Like most non science fiction readers of my generation, I never actually read much Bradbury.  He was around, but most people didn’t take him that seriously.  Basically, the guy was considered all rayguns and rocket ships.  However, this all changed one evening in 1967 when, in a blast of utter irony, Francois Truffaut’s adaptation of Fahrenheit 451 hit the big screen.  The movie was almost universally panned at the time, but the cult film world and academia jumped all over the Bradbury bandwagon.  Forgotten 50s sci-fi rolled back into the independent movie houses, and people looked longingly over their shoulders at television’s Outer Limits and The Twilight Zone.  Practically overnight, Bradbury joined the big three futurecasters as another oracle warning us about our perilous ways.  In fact, some critics even spoke about the ABCs of science fiction (Asimov, BRADBURY and Clarke) leaving Heinlein out there to fend for himself.  As an author, Bradbury’s reputation was made — even though most people outside the science fiction community hadn’t actually read any of his stories.  Even today, many people are unaware that there are significant differences between the Fahrenheit 451 narrative they think they know; the movie they half remember and the novel they never read.  Regardless, Fahrenheit 451 is an astounding bit of fiction that is now part of our cultural fabric.  As with every other dystopian big hitter — Orwell’s 1984 or Huxley’s Brave New World, for example — everybody knows the basic tale, even though they may not have gone cover-to-cover with the author.

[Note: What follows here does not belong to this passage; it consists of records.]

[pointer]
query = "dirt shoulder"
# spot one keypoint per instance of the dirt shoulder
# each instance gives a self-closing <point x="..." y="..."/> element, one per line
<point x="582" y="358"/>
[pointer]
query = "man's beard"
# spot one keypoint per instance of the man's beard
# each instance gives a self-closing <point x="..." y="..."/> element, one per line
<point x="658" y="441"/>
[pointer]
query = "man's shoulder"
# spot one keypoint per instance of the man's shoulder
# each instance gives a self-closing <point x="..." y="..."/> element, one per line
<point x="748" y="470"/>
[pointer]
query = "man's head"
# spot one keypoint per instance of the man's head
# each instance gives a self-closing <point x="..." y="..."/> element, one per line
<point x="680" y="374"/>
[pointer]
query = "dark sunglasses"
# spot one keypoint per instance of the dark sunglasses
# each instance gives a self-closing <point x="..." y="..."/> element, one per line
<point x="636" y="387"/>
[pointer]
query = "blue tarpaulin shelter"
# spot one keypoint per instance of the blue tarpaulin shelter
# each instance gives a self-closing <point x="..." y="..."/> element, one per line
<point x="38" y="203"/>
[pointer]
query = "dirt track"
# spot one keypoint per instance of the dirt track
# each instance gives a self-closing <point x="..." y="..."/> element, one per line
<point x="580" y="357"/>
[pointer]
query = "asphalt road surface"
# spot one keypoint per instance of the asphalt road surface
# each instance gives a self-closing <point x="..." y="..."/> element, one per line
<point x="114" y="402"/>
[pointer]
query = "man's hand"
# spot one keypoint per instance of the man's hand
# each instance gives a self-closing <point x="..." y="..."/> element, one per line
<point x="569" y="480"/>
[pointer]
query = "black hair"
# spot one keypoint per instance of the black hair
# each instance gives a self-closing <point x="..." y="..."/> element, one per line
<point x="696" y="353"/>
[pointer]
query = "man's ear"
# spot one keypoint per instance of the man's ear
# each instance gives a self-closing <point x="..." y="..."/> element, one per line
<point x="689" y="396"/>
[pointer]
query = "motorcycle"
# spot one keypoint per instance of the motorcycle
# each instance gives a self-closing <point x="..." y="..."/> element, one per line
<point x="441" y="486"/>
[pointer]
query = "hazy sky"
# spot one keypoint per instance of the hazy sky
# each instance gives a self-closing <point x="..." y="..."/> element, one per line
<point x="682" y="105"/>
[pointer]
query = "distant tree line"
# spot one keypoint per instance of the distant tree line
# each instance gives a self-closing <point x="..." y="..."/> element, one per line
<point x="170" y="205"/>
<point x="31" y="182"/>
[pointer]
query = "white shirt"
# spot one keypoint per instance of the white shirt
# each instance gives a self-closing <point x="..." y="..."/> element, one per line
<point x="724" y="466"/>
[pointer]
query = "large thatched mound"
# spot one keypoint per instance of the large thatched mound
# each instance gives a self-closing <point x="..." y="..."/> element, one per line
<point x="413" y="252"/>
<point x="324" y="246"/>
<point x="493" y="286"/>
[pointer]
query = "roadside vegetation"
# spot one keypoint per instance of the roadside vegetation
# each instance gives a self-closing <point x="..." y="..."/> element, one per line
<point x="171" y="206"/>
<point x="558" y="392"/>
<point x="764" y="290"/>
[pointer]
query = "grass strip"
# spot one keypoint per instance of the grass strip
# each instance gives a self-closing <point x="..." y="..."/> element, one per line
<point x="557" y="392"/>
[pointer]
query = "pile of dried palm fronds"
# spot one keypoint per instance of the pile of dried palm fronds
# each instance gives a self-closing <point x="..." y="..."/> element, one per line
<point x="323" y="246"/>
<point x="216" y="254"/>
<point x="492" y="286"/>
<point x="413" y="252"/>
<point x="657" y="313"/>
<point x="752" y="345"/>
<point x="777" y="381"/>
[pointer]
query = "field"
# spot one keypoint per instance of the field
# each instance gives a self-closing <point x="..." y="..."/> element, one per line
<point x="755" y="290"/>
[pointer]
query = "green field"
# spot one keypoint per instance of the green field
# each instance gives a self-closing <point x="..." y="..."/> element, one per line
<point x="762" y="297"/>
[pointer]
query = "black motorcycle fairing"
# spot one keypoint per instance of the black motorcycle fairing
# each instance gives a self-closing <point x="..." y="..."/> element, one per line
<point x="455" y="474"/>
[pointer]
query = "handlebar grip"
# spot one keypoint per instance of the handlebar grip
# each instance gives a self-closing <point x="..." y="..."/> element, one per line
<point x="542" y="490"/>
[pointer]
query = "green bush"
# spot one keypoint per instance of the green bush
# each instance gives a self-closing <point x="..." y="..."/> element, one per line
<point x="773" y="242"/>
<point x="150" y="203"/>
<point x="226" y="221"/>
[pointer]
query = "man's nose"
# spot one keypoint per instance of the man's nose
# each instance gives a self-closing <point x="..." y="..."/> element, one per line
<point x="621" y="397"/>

I’m very much a creature of my generation, so Bradbury’s influence on me started with Truffaut’s movie.  It was the first starkly serious film I ever saw; before that it was all James Bond and John Wayne.  I’ve got nothing against those guys, even now, but I realized with Fahrenheit 451 that sometimes it’s not just about cinemagraphic popcorn and soda pop.

In 1967, Montag’s futuristic world was not so physically different from my own.  (Truffaut filmed it at a British Housing Estate.)  It wasn’t Star Trek fantasy; just a glimpse into the future; the near future; perhaps even my future.   I could see the tentative thread that held Montag to his society and the embryonic rebellion against what for me (when you’re a teenager, it’s always about you) was the Wilderness of Lies the characterized the 60s-going-on-70s.  I remember the sad anger I felt that people could be so governed by their own ignorance.  And I remember leaving the theatre determined to keep that anger intact – and do something about it.  It sounds adolescent and maudlin now, over forty years later, but I was an adolescent then, much influenced by my surroundings.  It was physically painful to watch the “Firemen” burn books.  (Actually, it still is.)

Eventually, Bradbury’s influence with me and my generation waned.  His books sat on the shelves or went to the yard sales, when Kurt Vonnegut took centre stage.  However, in the mid 1980s, Bradbury re-introduced himself to another generation with The Ray Bradbury Theatre.  New people, who weren’t even born when Fahrenheit 451 was published in 1953, took note of Bradbury’s stories and his characters.  Of course, no one (probably not even Bradbury himself) can escape the one incredible irony.  Most of the people lauding his literary achievements — and praising Fahrenheit 451 as a pivotal work of fiction – are familiar with his written work only because it was adapted to the visual media of film and television.